One common way to handle bad reviews and a bad reputation is to try to suppress negative feedback – paying to delete reviews or doing as much as possible to hide the bad feedback.

This is, needless to say, the wrong way to go about this.

The fundamental problem with a bad reputation is a bad customer experience. Rather than sticking your head in the sand, the solution to this is to do some introspection within your company.

Think about the pain points of your process – where are customers falling out of the funnel, where are the positive experiences being lost? The best long-term solution is a deep reevaluation of your business practices and customer journey.

Right now, though, you have a pile of negative reviews on Yelp and your ads on Facebook are saturated with mean-spirited comments.

What do you do?

In the short term you should work to address customer concerns.
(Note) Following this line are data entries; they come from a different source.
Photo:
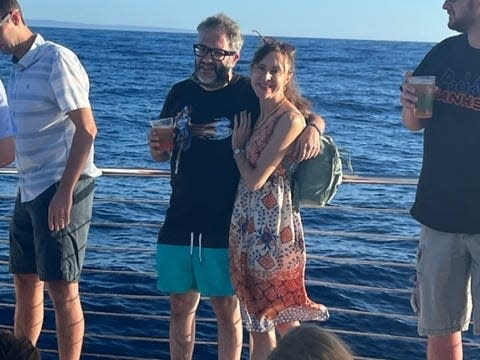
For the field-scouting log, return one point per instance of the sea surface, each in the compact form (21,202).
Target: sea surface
(354,84)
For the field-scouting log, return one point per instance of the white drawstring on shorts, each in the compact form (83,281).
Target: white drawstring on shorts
(192,239)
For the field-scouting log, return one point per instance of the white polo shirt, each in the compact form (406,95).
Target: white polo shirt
(7,127)
(44,85)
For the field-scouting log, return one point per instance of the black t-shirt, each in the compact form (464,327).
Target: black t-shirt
(204,174)
(448,193)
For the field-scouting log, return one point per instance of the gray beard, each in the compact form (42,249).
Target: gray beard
(221,78)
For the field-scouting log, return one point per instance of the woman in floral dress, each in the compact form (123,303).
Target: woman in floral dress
(267,249)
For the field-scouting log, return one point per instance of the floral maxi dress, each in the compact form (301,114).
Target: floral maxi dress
(267,249)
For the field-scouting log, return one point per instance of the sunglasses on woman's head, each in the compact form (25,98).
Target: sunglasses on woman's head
(289,48)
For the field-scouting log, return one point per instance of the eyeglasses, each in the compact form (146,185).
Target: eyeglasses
(217,54)
(288,48)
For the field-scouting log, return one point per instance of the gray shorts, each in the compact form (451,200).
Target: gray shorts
(448,277)
(53,255)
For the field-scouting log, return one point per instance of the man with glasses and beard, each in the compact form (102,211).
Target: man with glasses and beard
(192,248)
(448,194)
(48,95)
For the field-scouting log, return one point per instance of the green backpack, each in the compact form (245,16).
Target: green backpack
(315,181)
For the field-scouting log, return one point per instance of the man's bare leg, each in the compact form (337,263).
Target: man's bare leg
(29,306)
(69,318)
(229,323)
(445,347)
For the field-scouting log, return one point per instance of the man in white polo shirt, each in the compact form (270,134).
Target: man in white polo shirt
(48,95)
(7,131)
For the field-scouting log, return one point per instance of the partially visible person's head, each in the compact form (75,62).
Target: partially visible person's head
(14,34)
(217,51)
(273,73)
(310,342)
(12,348)
(462,14)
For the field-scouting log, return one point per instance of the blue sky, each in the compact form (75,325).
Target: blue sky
(410,20)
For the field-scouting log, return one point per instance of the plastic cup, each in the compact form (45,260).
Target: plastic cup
(163,128)
(425,91)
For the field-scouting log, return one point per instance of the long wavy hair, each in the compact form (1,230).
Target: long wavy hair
(292,92)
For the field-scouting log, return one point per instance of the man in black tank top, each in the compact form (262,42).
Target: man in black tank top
(448,194)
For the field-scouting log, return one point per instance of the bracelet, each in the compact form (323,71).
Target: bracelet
(316,128)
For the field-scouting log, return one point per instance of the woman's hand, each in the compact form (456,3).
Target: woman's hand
(241,129)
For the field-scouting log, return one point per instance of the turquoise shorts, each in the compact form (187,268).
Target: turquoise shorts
(182,269)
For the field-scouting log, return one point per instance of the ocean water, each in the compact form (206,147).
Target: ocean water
(354,84)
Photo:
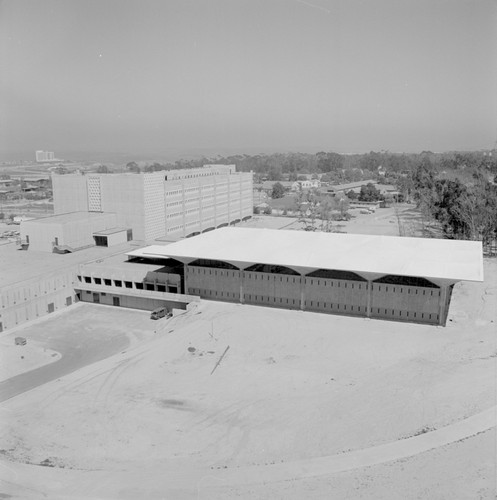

On review platforms, reach out to concerned or disappointed customers and foster a public dialogue and resolve their problems.

Making the Most of Facebook

Your customers know there are other companies offering the same product. Luckily, you don’t need to stand out from their ads on Facebook:

All you need to do is stand out from your customers’ news feeds.

How will you do that? What will catch their eye?

And more importantly, what are you willing to offer your customers to convince them to work with you?

Crafting an offer takes time and careful consideration. But it’s worth it.